O próprio protagonista é concebido de outra maneira, tendo um arco dramático demarcado pela composição física do personagem: inicialmente, ele aparece integrado à floresta graças ao longo cabelo selvagem, ao corpo constantemente sujo de lama ou de sangue e às suas tentativas de correr como um quadrúpede; em seguida, quando se afasta dos animais e chega à vila dos homens, está ereto, aprende a pular entre os galhos das árvores, prende o cabelo e usa roupas; ao final, praticamente se torna um guerreiro da selva, nem homem nem lobo, tendo um código próprio para a violência e a cor da pele resultante da mistura da pintura dos humanos, do sangue e outras substâncias da natureza. O ator Rohan Chand é atlético o suficiente para as sequências de ação, porém lhe falta força dramática para os momentos conflituosos ou emocionantes.

Em termos temáticos, a obra opta por abordar o tratamento preconceituoso dispensado ao diferente e como isso afeta seu pertencimento a uma coletividade. Mogli é sempre chamado de esquisito por alguns lobos; visto como uma potencial ameaça por ser filhote de homem; tratado, inicialmente, como uma criatura selvagem e hostil pelos humanos; inserido, posteriormente, à sociedade, porém não se sente integrado plenamente ao presenciar a violência de um caçador aos animais.

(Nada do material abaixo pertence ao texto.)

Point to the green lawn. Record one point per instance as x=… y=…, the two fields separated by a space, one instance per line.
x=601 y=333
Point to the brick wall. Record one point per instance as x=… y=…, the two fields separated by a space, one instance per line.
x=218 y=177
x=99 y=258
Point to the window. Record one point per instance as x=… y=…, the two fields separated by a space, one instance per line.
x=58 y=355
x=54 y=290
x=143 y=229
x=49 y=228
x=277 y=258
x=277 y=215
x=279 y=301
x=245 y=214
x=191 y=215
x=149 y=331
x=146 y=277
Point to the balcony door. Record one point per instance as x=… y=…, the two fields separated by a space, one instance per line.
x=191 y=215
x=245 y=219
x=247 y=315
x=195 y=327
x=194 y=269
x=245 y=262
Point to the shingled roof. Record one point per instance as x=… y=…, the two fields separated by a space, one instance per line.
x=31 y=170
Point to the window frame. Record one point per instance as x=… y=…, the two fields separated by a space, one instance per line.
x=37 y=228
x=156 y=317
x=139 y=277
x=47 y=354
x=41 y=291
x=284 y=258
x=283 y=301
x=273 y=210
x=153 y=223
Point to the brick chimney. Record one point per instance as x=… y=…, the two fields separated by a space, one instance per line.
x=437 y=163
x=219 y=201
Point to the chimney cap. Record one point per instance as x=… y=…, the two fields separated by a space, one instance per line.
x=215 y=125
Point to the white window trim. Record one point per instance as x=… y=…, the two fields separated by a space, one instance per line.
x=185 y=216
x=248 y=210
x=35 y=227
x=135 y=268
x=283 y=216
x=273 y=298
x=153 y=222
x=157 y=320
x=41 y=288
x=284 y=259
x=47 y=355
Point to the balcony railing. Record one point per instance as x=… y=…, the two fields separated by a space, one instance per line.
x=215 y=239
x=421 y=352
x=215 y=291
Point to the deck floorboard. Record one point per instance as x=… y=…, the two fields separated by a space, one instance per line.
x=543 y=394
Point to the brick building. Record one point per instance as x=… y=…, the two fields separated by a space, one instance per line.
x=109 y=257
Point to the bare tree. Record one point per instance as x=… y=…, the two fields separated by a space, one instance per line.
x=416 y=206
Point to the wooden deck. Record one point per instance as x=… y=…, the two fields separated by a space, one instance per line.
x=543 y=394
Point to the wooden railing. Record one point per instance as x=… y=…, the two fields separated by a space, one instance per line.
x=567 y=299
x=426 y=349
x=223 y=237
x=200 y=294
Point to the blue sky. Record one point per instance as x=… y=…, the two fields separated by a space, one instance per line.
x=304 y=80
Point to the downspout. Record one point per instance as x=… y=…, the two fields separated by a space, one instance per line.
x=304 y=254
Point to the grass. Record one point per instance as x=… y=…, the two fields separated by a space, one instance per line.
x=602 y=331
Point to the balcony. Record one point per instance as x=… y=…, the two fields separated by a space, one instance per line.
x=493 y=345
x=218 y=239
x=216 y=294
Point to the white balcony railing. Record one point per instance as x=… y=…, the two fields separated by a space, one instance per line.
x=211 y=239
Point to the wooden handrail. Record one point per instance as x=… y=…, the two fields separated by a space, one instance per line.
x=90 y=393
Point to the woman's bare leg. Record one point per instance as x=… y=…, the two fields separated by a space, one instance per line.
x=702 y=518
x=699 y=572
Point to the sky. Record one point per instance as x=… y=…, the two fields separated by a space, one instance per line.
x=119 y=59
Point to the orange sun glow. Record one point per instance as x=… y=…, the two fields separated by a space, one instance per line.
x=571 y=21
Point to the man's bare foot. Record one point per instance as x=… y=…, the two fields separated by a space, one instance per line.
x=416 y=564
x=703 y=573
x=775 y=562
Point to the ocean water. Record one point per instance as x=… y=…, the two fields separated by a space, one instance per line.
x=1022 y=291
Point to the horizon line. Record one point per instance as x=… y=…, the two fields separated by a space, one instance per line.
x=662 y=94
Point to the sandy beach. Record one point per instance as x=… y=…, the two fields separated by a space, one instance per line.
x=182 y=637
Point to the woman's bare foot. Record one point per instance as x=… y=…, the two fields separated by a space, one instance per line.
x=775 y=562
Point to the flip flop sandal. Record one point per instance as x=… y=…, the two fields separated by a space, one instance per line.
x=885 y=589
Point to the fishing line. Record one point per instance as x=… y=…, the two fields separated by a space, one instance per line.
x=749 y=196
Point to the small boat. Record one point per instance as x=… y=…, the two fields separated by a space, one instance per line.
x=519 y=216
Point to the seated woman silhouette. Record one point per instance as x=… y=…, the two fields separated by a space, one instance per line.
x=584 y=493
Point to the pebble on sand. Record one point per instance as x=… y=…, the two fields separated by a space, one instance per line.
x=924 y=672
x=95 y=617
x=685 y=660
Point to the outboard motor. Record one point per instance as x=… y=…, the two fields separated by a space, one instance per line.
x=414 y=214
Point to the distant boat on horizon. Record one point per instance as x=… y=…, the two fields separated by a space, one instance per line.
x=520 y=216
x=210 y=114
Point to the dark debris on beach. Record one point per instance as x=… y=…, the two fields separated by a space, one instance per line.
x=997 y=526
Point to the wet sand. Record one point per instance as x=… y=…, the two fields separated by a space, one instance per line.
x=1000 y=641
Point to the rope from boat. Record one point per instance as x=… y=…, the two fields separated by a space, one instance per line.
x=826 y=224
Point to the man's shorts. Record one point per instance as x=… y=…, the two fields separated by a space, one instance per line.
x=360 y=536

Há também um lobo albino, vítima do escárnio dos outros de sua espécie por ser fisicamente diferente.

Mogli: Entre dois mundos” tem uma proposta arriscada de reinventar a atmosfera da história e do protagonista clássicos, dando a eles contornos adultos e sombrios. O risco corrido é elogiável, – principalmente por conter elementos narrativos e estéticos bem pensados e executados – mas escorrega em uma dose de seriedade e dramaticidade que não combinam exatamente com o personagem. Uma aventura com identidade própria, que possui como problema uma personalidade forte muito exacerbada, mas ainda capaz de atingir um resultado eficiente.